At least it came with benefits. His instincts had sharpened. A week ago, he'd constructed a trap Cody hadn't even shown him—woven from scrap wire, pressure plates, and tension locks. Primitive, but effective. Cody had only stared, blue optic flickering.

"Origin of design?" the robot had asked.

Jinyue had shrugged. "Don't know. Just… came to me."

"Unverified data sources are concerning."

"They're also useful."

He'd said it lightly, but deep down it unnerved him.

The truth is, he hadn't meant to build it. The design had come to him as he was finishing the dissection—quick, clear, detailed. Before he could question it, he'd assembled the parts in the corner, wiring the mechanism together with precision that shocked even him.

He stared at it now, heart beating too loud.

He knew that trap. Not just how it worked—he remembered the weight of it in his hands, the way Jin'ar had tested its tension, the sound it made when it snapped shut.

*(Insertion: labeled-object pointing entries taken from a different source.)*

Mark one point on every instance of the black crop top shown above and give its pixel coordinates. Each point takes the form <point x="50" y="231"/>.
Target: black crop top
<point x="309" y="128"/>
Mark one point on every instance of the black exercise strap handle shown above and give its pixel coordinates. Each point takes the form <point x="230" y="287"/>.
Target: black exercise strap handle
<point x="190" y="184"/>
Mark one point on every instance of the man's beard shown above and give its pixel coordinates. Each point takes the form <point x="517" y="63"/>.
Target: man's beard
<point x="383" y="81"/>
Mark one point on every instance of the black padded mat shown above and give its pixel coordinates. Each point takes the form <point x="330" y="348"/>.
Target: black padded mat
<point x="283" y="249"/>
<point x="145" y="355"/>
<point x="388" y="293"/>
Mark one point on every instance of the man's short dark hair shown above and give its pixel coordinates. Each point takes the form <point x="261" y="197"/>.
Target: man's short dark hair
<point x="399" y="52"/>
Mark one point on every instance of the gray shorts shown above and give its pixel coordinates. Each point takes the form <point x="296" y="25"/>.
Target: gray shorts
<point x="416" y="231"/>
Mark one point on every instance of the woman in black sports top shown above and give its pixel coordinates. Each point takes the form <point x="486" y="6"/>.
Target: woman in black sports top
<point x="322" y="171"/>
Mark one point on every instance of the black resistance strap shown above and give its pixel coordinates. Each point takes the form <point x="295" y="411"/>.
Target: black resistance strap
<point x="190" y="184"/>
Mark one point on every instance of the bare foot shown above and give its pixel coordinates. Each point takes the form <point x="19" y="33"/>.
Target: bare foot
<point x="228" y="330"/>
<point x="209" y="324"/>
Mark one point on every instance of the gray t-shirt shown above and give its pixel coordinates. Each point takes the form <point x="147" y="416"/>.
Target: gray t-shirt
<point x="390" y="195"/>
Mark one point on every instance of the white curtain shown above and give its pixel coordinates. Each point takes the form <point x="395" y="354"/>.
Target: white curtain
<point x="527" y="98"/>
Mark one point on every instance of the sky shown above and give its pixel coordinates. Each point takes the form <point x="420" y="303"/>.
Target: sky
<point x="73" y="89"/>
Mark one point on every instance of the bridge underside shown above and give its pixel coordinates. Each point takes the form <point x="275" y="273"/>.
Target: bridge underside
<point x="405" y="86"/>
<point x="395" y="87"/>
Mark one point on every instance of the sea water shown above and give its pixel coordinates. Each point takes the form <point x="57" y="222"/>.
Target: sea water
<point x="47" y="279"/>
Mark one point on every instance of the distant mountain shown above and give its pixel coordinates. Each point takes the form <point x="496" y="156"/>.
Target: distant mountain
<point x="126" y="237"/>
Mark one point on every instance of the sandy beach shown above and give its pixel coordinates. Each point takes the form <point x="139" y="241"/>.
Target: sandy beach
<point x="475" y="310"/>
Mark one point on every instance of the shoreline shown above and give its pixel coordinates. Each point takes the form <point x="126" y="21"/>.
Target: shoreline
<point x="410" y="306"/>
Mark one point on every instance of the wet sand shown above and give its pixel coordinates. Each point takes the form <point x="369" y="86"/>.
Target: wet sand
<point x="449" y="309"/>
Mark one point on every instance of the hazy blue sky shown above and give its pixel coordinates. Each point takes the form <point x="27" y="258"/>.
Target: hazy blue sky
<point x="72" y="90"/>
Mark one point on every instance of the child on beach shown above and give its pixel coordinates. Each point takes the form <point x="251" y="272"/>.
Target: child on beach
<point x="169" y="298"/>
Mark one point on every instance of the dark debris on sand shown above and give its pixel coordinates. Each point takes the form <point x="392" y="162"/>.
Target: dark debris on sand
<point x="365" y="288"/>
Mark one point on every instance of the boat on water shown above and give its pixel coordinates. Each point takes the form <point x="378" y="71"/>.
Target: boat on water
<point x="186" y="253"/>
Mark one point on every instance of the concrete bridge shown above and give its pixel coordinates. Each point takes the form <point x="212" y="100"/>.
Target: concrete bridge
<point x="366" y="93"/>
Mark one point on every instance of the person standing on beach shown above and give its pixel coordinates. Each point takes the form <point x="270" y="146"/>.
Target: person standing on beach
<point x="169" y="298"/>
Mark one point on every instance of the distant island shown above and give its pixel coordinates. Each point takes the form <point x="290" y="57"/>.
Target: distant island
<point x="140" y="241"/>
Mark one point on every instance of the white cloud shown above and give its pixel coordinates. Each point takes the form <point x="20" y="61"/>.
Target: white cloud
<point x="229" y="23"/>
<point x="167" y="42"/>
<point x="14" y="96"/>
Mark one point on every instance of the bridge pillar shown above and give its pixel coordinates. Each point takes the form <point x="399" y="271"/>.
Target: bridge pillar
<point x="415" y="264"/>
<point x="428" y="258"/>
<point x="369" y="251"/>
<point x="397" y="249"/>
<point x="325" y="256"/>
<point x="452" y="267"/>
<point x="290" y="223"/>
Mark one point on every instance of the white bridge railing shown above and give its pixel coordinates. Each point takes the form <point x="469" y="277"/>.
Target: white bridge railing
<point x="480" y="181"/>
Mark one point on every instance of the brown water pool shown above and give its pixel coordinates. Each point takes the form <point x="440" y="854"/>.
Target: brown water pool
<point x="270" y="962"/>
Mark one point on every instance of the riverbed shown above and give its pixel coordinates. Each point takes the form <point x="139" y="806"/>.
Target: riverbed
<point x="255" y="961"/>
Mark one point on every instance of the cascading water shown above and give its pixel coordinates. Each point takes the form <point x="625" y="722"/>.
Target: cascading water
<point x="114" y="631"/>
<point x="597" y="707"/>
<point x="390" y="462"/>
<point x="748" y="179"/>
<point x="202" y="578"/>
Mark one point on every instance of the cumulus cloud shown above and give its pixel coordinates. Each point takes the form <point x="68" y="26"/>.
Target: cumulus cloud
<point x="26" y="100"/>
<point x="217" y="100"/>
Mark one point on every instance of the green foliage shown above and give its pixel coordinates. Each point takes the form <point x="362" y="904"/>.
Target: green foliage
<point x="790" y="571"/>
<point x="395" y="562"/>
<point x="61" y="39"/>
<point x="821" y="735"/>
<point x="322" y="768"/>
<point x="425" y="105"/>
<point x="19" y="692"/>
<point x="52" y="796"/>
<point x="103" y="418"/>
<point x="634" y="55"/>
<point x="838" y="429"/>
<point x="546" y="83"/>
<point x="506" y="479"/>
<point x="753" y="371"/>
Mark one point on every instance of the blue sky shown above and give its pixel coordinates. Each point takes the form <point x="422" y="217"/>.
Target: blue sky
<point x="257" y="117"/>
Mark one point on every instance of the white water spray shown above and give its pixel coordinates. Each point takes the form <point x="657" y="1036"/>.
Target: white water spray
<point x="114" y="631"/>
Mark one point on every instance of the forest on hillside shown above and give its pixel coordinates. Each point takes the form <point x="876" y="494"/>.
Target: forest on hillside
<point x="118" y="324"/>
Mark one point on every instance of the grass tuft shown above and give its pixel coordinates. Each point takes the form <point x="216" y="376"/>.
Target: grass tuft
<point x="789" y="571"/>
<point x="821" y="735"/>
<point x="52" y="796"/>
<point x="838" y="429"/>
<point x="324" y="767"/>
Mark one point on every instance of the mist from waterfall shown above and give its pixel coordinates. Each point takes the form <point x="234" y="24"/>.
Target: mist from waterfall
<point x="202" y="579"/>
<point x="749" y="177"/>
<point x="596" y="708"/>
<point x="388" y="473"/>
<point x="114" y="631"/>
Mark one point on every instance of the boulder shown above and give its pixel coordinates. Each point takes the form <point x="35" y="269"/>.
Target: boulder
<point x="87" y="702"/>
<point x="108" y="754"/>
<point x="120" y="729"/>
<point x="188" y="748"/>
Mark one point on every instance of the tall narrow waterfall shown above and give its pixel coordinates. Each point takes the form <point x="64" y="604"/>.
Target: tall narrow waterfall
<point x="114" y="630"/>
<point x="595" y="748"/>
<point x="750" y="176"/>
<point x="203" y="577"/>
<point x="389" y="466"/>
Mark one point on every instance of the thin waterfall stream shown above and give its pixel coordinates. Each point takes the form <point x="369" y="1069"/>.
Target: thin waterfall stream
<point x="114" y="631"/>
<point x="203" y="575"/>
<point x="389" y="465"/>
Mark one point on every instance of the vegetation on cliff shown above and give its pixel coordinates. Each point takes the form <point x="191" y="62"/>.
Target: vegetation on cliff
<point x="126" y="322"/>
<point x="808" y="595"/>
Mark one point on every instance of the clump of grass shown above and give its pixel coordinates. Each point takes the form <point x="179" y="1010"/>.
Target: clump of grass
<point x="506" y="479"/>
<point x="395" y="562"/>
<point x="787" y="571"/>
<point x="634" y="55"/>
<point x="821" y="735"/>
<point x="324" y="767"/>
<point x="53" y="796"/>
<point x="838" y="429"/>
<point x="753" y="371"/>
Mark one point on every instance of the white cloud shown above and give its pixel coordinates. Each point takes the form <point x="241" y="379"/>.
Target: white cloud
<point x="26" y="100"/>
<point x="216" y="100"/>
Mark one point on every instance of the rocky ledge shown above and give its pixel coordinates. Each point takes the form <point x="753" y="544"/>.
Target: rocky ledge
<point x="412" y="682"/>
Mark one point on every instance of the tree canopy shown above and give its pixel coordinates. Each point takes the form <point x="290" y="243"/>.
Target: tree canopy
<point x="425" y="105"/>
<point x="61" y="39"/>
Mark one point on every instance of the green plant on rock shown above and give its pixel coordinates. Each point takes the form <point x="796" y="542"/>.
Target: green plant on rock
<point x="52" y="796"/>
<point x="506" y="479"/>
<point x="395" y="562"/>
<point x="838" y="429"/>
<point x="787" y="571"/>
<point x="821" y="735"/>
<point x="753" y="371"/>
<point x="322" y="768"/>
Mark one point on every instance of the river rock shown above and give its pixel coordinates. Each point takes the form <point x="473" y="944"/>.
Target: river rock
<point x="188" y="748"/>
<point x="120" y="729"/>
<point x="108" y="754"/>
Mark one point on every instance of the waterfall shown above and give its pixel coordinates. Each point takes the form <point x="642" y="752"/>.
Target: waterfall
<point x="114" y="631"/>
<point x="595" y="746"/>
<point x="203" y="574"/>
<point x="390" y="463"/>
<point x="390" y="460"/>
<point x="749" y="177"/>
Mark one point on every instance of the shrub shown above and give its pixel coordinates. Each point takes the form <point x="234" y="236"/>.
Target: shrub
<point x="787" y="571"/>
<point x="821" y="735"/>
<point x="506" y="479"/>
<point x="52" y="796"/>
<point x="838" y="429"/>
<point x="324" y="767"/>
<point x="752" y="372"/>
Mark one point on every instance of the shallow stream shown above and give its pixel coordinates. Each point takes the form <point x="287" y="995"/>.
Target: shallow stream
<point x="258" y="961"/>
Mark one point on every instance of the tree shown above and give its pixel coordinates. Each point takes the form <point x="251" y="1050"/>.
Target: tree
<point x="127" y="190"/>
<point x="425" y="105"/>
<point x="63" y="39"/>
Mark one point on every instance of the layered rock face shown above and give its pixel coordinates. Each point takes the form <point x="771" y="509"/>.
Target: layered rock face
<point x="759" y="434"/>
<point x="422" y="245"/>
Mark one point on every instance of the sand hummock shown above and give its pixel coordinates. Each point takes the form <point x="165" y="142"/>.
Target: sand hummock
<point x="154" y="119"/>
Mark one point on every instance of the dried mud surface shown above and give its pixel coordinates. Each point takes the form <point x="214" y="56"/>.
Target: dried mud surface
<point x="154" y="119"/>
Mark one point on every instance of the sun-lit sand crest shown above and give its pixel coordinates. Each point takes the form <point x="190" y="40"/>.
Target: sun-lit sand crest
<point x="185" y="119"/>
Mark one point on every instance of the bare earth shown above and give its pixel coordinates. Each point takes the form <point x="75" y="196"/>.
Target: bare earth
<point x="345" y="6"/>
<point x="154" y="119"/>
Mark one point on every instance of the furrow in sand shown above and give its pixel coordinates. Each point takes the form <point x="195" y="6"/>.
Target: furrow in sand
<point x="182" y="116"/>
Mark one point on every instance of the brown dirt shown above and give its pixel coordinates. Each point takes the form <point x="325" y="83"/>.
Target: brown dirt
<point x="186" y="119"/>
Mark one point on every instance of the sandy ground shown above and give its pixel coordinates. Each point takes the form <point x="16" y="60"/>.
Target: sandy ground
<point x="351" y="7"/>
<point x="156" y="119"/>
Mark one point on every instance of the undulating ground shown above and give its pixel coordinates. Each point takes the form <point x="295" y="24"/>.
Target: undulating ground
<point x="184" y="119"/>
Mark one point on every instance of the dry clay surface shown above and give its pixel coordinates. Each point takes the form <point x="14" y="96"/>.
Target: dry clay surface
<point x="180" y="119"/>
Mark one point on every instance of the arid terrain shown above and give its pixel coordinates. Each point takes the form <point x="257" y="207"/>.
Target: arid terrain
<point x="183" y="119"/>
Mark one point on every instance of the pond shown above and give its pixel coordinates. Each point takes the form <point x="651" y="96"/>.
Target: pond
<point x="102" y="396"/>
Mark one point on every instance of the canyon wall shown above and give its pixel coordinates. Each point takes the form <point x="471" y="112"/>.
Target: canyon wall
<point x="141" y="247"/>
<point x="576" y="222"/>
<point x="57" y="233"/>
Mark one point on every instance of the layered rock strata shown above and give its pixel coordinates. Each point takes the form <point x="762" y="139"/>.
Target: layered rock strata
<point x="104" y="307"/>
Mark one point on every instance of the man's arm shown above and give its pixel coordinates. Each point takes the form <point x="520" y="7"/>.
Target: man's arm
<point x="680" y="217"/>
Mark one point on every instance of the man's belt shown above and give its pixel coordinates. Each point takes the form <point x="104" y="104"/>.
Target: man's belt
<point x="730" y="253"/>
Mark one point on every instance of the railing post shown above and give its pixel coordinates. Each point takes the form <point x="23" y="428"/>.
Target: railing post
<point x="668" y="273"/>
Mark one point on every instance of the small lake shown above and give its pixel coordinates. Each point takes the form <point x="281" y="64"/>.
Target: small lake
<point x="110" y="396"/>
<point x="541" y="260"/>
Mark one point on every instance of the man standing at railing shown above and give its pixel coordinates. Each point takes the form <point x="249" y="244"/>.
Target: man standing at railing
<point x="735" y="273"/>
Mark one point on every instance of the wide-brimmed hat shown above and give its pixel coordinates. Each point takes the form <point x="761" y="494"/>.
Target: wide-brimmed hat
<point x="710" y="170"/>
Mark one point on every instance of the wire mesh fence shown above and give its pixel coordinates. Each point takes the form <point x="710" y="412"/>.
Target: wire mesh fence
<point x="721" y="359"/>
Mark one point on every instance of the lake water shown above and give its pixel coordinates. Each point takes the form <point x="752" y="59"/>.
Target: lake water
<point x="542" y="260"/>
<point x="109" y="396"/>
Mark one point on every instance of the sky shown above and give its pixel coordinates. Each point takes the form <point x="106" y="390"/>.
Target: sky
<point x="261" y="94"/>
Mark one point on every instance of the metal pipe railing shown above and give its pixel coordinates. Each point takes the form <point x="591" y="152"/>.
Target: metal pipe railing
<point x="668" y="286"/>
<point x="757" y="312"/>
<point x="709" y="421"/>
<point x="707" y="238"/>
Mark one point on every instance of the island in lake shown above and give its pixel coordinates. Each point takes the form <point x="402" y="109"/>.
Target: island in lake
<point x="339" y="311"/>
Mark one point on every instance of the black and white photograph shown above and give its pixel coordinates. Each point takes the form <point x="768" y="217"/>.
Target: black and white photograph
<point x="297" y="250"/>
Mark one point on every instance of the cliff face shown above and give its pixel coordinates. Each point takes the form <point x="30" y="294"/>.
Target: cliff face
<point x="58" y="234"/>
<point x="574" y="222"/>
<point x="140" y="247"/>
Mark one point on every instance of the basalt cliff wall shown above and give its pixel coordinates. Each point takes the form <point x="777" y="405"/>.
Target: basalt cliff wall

Except he shouldn't know any of that.

He sank onto the nearest crate, fingers tightening against his knees. His breath came unsteady.

The memories weren't his.

And yet they felt real.

He pressed a hand to his chest, feeling his pulse flutter. It's just overlap, he told himself. The merge. It's what Jin'ar said would happen.

But even as he thought it, doubt cracked through the reassurance.

What if Jin'ar had lied?

What if the merge wasn't fusion, but replacement?

He tried to shut the thought down, the way he'd done for months. Compartmentalize. Contain. It had worked before. It had to work again.

He inhaled slowly, forcing calm.

He couldn't; he was shaking. He realised then that he was afraid. So deeply terrified that he couldn't even process it well. The longer he sat there, the harder it was to breathe. The cool air stung his lungs.

He looked at his hands again—steady, skilled, foreign. The tremor started there, spreading upward until his whole body shook.

Cody's head turned, sensors pulsing faint blue. "Master Jinyue, your heart rate has increased. Shall I—"

"Don't," Jinyue cut in sharply. "Don't come closer."

"Are you in distress?"

He laughed once, dry and unsteady. "You could say that."

"Would you like calming protocol—"

"Cody, shut up."

The silence that followed was heavier than before.

Jinyue pressed both hands to his face. His palms were cold. His throat burned.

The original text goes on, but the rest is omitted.